Libertarian class-war theory: The speaker divides society into “cooperators” who use persuasion and voluntary exchange and a “psychopath class” of barbarians who initiate violence through the state, unlike leftist theory which discriminates by income rather than method. He names Lindsey Graham, Trump, Biden, Paul Krugman, Netanyahu, Bernie Sanders, Victoria Nuland, Zelensky, Fauci, Pete Hegseth, and George W. Bush as members of this class.

Alasdair Macleod: Gold & Silver Mispriced as Fiat Risks Rise Fast...(May 29, 2026)

Sprott Money...

Summary

 

Macleod, former head of research at GoldMoney, argues the world “stands on the edge of disaster” as long-end government bond yields break out — Germany, France, and Japan already, with the other G7 to follow — because investors recognize that roughly 5% on a 12-to-15-year US Treasury no longer compensates for the declining purchasing power of fiat currencies, which he says is why central banks are queuing to buy physical gold while quietly “selling dollars.” He maintains gold and silver are real money and the dollar is “rubbish” whose value depends entirely on faith, forecasting it could collapse completely within 12 to 18 months, and advises “sell in May and go away” into real metal rather than bonds or currency. He highlights a silver shortage (a London lease rate that spiked to 40% on October 9th, a run he says reached $120), COMEX open interest at 20-year lows reflecting deliberate mispricing by bullion banks, and a divergence between Western paper oil prices and real prices like the reported $280 a barrel paid by Sri Lanka.

 

Top 5 Key Topics

 

Bond yields breaking out: Macleod sees the long end as the trigger that will hit markets, with Germany, France, and Japan already breaking higher and the rest of the G7 to follow, because 5% on a 12-to-15-year Treasury fails to compensate for expected currency debasement. He notes the 2020-2022 yield rise was mirrored by a broad commodity and precious-metals surge that predated the Gulf turmoil.

 

Purchasing power and the 1970s parallel: When the whole commodity basket rises, what is actually falling is the purchasing power of the measuring currency. He cites the 1970s, when gold went from $35 to $850 by 1981 even as the Fed funds rate rose from about 3.75% to 19%, proving the assumed inverse correlation between yields and gold breaks down once currency risk dominates.

 

Dollar collapse and real money: Citing Roman law, Blackstone, and J.P. Morgan’s 1925 congressional testimony that “gold is money and the rest is credit,” Macleod calls the dollar imaginary money whose worth is pure faith. He would not be surprised by a complete dollar collapse within 12 to 18 months and urges holding gold as insurance rather than haggling over a few hundred dollars on entry.

 

Silver shortage and Asian demand: Overground silver stocks not already spoken for are minimal against surging industrial and military demand, and China has flipped to a net buyer importing roughly three times its exports despite a 13% import tax.

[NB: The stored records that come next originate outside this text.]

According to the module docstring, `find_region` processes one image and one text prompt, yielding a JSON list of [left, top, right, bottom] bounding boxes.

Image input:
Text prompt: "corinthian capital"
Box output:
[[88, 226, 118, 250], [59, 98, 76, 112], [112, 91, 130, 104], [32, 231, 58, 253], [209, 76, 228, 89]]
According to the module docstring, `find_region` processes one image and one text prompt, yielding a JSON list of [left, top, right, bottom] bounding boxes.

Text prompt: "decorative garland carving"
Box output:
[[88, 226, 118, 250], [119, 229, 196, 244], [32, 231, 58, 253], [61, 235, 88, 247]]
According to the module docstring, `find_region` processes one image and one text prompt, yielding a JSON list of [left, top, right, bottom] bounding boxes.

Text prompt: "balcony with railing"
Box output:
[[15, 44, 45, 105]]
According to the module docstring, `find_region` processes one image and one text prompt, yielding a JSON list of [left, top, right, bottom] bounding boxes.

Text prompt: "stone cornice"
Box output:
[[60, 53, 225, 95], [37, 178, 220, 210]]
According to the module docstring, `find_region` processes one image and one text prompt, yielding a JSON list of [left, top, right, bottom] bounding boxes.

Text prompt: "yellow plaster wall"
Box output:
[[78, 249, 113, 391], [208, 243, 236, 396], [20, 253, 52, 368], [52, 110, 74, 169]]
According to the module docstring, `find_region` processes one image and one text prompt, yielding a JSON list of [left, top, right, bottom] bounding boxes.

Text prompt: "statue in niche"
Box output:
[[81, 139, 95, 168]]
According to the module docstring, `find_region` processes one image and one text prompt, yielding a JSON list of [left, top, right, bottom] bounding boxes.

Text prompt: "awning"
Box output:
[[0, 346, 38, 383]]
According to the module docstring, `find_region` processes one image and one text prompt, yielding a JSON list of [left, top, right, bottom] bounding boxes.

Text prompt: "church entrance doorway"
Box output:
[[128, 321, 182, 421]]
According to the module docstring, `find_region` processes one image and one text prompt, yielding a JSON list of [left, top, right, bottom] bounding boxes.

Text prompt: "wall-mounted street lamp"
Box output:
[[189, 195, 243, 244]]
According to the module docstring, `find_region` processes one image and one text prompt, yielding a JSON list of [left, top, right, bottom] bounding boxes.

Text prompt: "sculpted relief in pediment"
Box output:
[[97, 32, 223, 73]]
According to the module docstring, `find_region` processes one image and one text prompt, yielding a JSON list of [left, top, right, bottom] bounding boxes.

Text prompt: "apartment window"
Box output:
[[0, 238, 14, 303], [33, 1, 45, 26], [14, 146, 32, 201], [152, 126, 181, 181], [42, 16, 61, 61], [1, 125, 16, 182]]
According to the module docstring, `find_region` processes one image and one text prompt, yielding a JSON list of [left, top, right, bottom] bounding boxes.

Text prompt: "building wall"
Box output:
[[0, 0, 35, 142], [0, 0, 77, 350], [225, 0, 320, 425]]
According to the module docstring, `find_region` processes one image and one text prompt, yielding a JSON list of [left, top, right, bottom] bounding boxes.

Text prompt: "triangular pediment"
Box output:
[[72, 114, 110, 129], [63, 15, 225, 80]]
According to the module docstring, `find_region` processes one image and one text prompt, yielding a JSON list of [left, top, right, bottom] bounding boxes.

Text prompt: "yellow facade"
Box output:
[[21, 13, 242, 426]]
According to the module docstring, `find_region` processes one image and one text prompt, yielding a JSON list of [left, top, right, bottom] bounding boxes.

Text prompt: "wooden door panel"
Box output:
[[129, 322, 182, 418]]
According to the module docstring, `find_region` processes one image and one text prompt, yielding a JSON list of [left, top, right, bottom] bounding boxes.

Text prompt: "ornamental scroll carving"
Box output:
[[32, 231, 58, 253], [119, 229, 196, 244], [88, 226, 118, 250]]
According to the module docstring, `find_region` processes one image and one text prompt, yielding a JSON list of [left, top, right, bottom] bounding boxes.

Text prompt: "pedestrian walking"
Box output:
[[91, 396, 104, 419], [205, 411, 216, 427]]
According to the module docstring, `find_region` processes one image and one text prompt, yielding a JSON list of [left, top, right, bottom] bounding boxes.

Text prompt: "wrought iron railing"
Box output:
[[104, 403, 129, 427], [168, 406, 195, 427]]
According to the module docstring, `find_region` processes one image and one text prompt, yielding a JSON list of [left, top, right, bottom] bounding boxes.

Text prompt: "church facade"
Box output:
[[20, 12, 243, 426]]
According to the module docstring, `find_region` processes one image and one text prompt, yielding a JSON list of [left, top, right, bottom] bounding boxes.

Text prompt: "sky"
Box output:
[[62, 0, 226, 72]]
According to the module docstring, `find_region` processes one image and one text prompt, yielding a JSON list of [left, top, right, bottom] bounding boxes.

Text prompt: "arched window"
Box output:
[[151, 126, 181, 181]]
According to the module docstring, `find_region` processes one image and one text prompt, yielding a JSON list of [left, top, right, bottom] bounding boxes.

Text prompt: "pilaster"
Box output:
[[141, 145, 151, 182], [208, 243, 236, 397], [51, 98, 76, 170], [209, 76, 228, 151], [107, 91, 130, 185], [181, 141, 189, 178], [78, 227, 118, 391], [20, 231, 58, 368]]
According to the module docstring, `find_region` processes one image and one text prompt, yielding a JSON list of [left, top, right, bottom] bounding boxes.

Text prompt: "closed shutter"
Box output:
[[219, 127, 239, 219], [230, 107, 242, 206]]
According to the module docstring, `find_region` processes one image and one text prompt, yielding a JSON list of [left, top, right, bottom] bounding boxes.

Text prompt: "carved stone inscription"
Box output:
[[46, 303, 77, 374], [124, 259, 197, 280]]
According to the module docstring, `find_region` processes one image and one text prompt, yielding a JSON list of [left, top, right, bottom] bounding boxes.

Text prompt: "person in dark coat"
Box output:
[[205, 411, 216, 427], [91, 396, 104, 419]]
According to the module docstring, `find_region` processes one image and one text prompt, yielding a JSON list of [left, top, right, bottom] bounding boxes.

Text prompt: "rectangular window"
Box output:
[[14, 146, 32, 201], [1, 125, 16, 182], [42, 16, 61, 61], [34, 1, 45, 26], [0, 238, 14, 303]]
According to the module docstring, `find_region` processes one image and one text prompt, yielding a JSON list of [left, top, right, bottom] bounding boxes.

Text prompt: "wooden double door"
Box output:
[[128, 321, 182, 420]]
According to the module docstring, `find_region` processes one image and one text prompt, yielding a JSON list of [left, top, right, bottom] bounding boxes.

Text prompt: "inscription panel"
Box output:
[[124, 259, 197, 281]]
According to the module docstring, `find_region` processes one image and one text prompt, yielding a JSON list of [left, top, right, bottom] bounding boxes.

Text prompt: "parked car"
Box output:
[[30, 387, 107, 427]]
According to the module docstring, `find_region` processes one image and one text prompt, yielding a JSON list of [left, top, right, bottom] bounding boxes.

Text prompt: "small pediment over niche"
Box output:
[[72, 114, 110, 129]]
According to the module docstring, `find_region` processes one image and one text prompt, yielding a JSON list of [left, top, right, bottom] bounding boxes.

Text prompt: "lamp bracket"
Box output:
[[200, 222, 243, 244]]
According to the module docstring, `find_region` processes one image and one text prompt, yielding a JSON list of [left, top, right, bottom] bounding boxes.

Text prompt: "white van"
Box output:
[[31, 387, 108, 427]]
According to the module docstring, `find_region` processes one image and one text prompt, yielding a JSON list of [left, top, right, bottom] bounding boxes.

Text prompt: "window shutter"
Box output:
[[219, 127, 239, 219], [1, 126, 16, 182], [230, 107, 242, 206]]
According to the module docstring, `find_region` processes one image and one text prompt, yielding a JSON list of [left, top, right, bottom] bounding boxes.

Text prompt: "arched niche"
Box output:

He cites Reliance Industries’ massive solar-panel silver buying and Modi asking Indians to stop buying silver for a year as signs of acute scarcity.

 

COMEX open interest and mispricing: Gold and silver open interest sit at multi-decade lows — silver the lowest in 20 years — which Macleod reads as bullion banks deterring business and desperate to close shorts because “you mustn’t be short,” signaling markets that are “seizing up” from mispricing. He ties this to the broader paper-versus-physical divergence visible in oil, where Sri Lanka reportedly paid $280 a barrel against divorced Western benchmark prices.